Some of you may know me from my (ongoing) GS500 Brat build, http://gstwins.com/gsboard/index.php?topic=71441.0

The time has come for me to build an engine for it. Ive come this far and want to build something special for it. I want to steer away from an engine conversion but i want to keep it air cooled and it needs to be based on a GS500.

I have read over alot of forum posts about tuning a GS500 Engine, and alot of it comes back to one engine build.


https://www.sportrider.com/oxymoron#page-7


Does anyone have any further information on this engine build?
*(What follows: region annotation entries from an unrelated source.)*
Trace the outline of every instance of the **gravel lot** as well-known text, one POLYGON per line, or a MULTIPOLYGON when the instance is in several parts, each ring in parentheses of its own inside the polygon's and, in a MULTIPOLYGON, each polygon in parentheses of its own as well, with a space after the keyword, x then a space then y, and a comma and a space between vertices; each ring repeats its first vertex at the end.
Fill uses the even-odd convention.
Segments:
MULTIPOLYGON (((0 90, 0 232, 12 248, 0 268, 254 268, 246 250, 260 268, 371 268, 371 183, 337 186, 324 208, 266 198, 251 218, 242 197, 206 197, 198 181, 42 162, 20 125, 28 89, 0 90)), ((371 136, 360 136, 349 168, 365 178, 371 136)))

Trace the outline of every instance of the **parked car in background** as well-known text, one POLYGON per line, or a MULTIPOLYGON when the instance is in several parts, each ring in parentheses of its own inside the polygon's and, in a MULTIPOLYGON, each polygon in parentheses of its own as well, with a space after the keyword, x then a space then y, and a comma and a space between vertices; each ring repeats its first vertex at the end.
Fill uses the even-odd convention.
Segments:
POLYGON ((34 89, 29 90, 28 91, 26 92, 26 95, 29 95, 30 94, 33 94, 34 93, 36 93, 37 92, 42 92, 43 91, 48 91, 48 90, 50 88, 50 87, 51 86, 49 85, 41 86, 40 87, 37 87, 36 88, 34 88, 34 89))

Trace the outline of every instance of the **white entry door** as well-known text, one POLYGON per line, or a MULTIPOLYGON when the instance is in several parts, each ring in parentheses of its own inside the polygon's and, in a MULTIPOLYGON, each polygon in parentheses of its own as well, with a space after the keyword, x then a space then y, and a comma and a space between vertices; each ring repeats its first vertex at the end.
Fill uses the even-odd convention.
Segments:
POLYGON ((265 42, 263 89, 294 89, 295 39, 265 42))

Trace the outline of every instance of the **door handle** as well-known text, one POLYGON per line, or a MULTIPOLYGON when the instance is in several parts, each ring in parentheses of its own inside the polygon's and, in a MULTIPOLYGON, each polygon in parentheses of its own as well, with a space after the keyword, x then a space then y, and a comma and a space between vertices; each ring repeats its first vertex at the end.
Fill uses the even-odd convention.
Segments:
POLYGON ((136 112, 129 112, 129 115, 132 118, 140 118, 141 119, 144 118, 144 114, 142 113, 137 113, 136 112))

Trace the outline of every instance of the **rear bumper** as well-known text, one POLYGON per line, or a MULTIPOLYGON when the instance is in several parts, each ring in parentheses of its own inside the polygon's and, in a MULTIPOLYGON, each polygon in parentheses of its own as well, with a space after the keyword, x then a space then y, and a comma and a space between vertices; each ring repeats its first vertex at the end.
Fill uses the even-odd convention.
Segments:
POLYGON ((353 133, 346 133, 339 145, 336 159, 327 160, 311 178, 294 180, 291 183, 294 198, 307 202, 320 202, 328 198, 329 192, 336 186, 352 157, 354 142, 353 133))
What the power output was? how reliable it was in the end?


Current Engine Spec

Current capacity 583cc @56.6mm stroke

Crank - Standard

Pistons -  Currently investigating 81mm standard Gen2 1300r Suzuki Hayabusa  18mm wrist pin - top of pin to deck height of 15mm - compression distance from center of pin to top of piston of 24mm

Con-Rods - Standard  Big end  33.976 – 34.000m Small end 18.006 – 18.014

Liners Sleeves - GR650 (Starting diameter 77mm can be bored to 82mm safely)



moto

#1
Ive also just done another search  :embarassed: and come up with this thread.

http://gstwins.com/gsboard/index.php?topic=6843.0

Useful information!


"The head I have is an 89 gsxr 750. There was one on ebay last week, but I decided pass on it.
Here's the deal. The 4 inner stud holes lineup perfect. The outer 4 need to be relocated outward a bit. The GS head gasket works fine. The cam chain slot on the gsxr head is longer than the cylinders. So you need to fill it in at the rear. The GS cam sprockets will fit on the gsxr cams, so you can use the GS chain and sprockets. The bolt holes need be redrilled 1mm bigger (better yet slot them for degreeing).
The cam lobes need to be relocated for a 180 degree crank (Megacycle cams can do this). Might as well get higher lift at the same time. You'll need hardened rocker arms (Megacycle again) Valve spring set.
The inner cooling chambers normally drain down the stud into the lowerend on the gsxr. The GS studs are open in front (major oily mess  :lol: ).
Fill in the drain holes and drill other holes so oil drains into cam chain area.
Then you need to make end plates to seal the the sides of the head.
These need oil passages to oil the cams and rockers through the rocker shafts. And you need to make drain lines to drain the cooling oil.
I went the extra step of installing a second oil pump in the sump, driven off the transmission. The oil goes from the pump to the oil cooler (B&M Supercooler) then to the valve cover. It fills the cooling chambers in the head and then drains back down into the motor.
The original pump does the lubrication. I tapped into the plug just below the igniton cover. It goes into the side plates and into the rocker shafts.
I'm running Carrillo rods and JE pistons. I had the pistons designed for the gsxr head. The exhaust cutouts needed to be cut forward a bit more. That's why I broke the first head    :roll:
The weak link in the crank seems to be the right side rod journal where it connects to the outer weight. The drive gear is helical. This flexes the crank and snaps it eventually.
I've milled a slot for another thrust bearing into the cases in an effort to limit the movement in this area. The bearing shows definate contact, so it's doing something (time will tell  :mrgreen: )
I have pictures of all the mods. Was planning on putting them on my website www.gszilla.com but i've been too lazy to complete the site.
Email me for the pics and more details.
There's other things, like gsxr cylinder studs (APE). Stronger and equal length. GS studs are different lengths.
By the way how rich are you?   :lol:  :lol:  :lol:  :(  :("

mr72

The GS400 head looks more promising for hackers like me. But I'm still going to follow this thread with interest.

moto

I did take a brief look at the GS400 head but couldn't find an 8 valve.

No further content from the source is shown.